Co-sleeping is either:
- Mother and baby sharing a bed (either side-by-side or with a co-sleeper bassinet)
- Mother and baby sharing the same bedroom (pack ‘n play, crib or if the child is older, a mattress on the floor in the room)
Safe Co-sleeping is NOT
- Falling asleep on the couch/sofa/recliner (infants can get wedged in the cracks and can suffocate)
- Using a waterbed (they are too soft and may have deep crevices around the frame where your baby could get trapped)
- Other children (particularly toddlers) because they might not be aware of the baby’s presence
- Parents who are under the influence of drugs and/or alcohol and even certain prescription medications or sleep aids because they diminish their awareness of the baby
- Parents who smoke as this has been connected with SIDS deaths
- A non-parental care giver who falls asleep with infant (like toddlers, they will not have the protective awareness of the infant)
The Benefits of Co-Sleeping
- Cultures who traditionally practice safe co-sleeping, such as Asians, enjoy the lowest incidence of Sudden Infant Death Syndrome (SIDS).
- Trusted research by Dr. James McKenna, Director of the Mother-Baby Sleep Laboratory of the University of Notre Dame, showed that mothers and babies who sleep close to each other enjoy similar protective sleep patterns. Mothers enjoy a heightened awareness of their baby’s presence, what I call a “nighttime sleep harmony,” that protects baby. The co-sleeping mother is more aware if her baby’s well-being is in danger.
- Babies who sleep close to their mothers enjoy “protective arousal,” a state of sleep that enables them to more easily awaken if their health is in danger, such as breathing difficulties.
- Co-sleeping makes breastfeeding easier, which provides many health benefits for mother and baby.
- More infant deaths occur in unsafe cribs than in parents’ bed.
- Co-sleeping tragedies that have occurred have nearly always been associated with dangerous practices, such as unsafe beds, or parents under the influence of substances that dampen their awareness of baby.
- Research shows that co-sleeping infants cry less during the night, compared to solo sleepers who startle repeatedly throughout the night and spend 4 times the number of minutes crying. Startling and crying releases adrenaline, which can interfere with restful sleep and leads to long term sleep anxiety.

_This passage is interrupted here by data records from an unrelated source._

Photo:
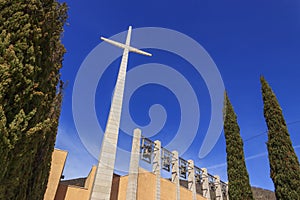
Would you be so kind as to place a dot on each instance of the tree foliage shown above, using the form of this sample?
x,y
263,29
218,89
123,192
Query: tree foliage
x,y
31,56
238,178
284,164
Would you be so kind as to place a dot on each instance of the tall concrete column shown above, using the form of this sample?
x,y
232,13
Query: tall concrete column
x,y
219,195
175,173
227,195
103,179
157,167
205,184
191,179
134,166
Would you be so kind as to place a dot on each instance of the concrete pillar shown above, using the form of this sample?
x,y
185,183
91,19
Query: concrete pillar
x,y
103,179
191,178
156,167
219,195
175,173
205,184
134,166
104,175
227,195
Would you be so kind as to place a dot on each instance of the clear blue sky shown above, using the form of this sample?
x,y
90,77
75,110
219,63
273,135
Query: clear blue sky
x,y
245,39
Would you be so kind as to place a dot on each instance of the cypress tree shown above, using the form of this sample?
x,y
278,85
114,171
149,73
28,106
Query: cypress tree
x,y
31,56
238,178
284,164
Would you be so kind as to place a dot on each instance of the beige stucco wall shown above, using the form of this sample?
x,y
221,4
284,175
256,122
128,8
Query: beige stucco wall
x,y
145,191
146,188
57,166
71,192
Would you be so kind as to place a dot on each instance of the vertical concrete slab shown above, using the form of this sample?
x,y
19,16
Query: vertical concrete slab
x,y
219,195
104,175
227,195
156,167
131,192
103,179
205,184
175,173
191,179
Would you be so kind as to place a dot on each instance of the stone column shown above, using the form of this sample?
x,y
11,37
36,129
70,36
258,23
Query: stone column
x,y
205,184
134,166
104,175
191,178
227,195
175,173
219,195
156,167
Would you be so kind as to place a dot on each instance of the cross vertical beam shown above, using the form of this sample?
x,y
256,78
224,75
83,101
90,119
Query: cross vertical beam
x,y
103,179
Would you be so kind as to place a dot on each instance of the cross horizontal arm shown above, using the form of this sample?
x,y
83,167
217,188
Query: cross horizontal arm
x,y
123,46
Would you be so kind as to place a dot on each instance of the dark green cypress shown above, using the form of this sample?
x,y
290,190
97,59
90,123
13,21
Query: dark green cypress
x,y
238,178
284,164
31,56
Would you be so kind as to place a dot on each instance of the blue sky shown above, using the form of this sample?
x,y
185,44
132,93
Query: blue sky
x,y
245,39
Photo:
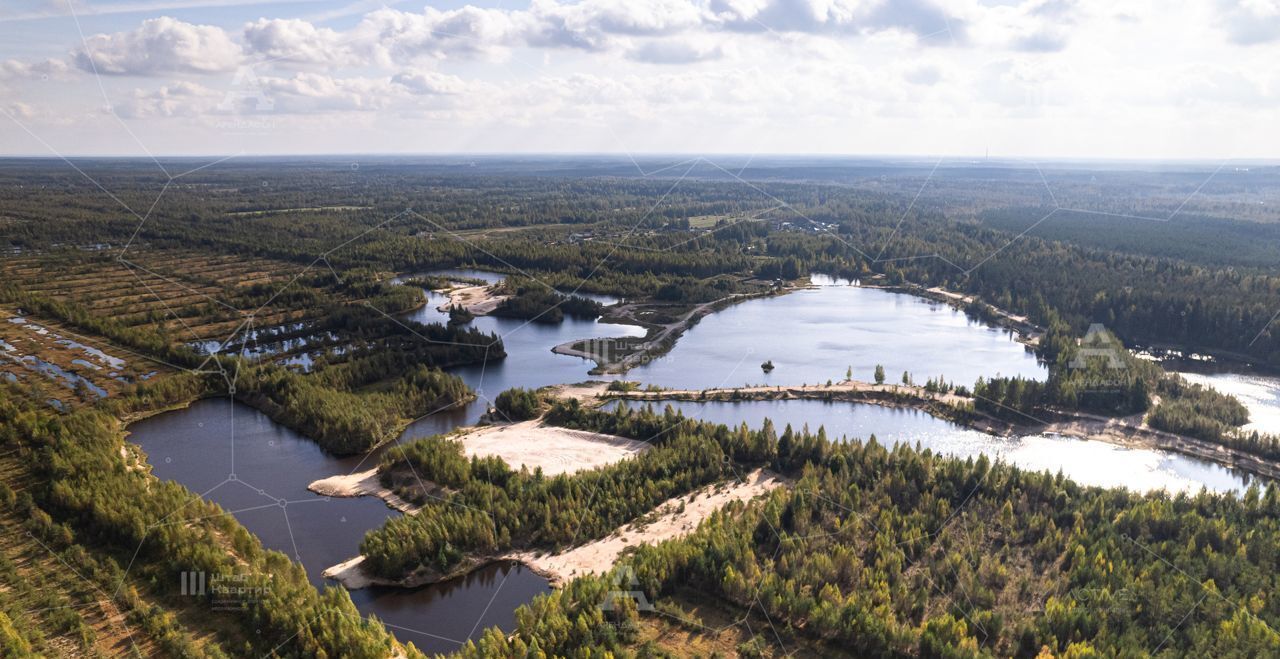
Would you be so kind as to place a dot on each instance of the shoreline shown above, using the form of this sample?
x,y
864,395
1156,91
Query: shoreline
x,y
1073,424
658,339
675,517
946,406
361,484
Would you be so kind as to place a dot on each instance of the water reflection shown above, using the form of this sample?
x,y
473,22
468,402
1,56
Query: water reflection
x,y
237,457
1088,462
813,335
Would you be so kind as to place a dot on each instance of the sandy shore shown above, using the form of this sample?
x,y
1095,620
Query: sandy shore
x,y
360,484
479,300
351,575
675,517
554,449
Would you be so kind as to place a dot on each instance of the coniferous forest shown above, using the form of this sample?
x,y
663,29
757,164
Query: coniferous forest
x,y
865,549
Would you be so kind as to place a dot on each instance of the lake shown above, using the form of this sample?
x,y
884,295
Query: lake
x,y
237,457
1083,461
810,335
816,334
1258,393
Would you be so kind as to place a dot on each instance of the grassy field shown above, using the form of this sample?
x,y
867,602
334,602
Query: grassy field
x,y
60,365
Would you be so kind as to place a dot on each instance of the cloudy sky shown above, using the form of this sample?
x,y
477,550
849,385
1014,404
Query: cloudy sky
x,y
1025,78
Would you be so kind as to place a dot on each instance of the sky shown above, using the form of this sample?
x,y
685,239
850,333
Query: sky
x,y
1008,78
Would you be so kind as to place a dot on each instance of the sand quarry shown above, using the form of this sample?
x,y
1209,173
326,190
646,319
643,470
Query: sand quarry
x,y
478,300
561,451
673,518
553,449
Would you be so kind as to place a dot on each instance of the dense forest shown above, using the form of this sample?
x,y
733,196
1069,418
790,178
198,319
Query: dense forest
x,y
81,492
272,282
594,234
904,553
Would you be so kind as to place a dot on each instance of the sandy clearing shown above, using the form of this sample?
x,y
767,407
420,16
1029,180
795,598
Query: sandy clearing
x,y
479,300
351,575
672,521
554,449
585,393
360,484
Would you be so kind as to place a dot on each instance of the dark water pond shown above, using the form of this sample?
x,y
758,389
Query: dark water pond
x,y
257,470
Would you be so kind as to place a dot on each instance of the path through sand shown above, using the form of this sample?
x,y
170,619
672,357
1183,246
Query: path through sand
x,y
672,521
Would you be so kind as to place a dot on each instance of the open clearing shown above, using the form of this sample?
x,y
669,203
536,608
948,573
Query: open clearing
x,y
553,449
673,518
478,300
360,484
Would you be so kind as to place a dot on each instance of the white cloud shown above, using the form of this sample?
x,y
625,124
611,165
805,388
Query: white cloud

- Infants who sleep near to parents have more stable temperatures, regular heart rhythms, and fewer long pauses in breathing compared to babies who sleep alone. This means baby sleeps physiologically safer.
- A recent large study concluded that bed sharing did NOT increase the risk of SIDS, unless the mom was a smoker or abused alcohol
(click on THIS LINK for all of the research references for the above information)
Dr. Sears is a huge advocate of attachment parenting! These are two of my favorite Sears quotes:
“Oftentimes I felt ridiculous giving my seal of approval to what was in reality such a natural thing to do, sort of like reinventing the wheel and extolling its virtues. Had parents’ intuition sunk so low that some strange man had to tell modern women that it was okay to sleep with their babies?”
“Parents often ask me, “Where should my baby sleep?” I respond, “Wherever you and your baby enjoy the best night’s sleep.” For most parents, this will be sleeping close enough to enjoy easy access to their baby for feeding and comforting.”
I hope this was helpful and informative!
Here are some more sweet pictures of us co-sleeping 🙂
xoxoxo Krystle K
Personal note: I am not out to be the best hippie I can be, I just do whatever feels natural to me. After close to a year of co-sleeping with Evelyn I am testing the waters of moving her to her own room. I make this statement to say, its not ALL OR NOTHING. Its what works best for your family!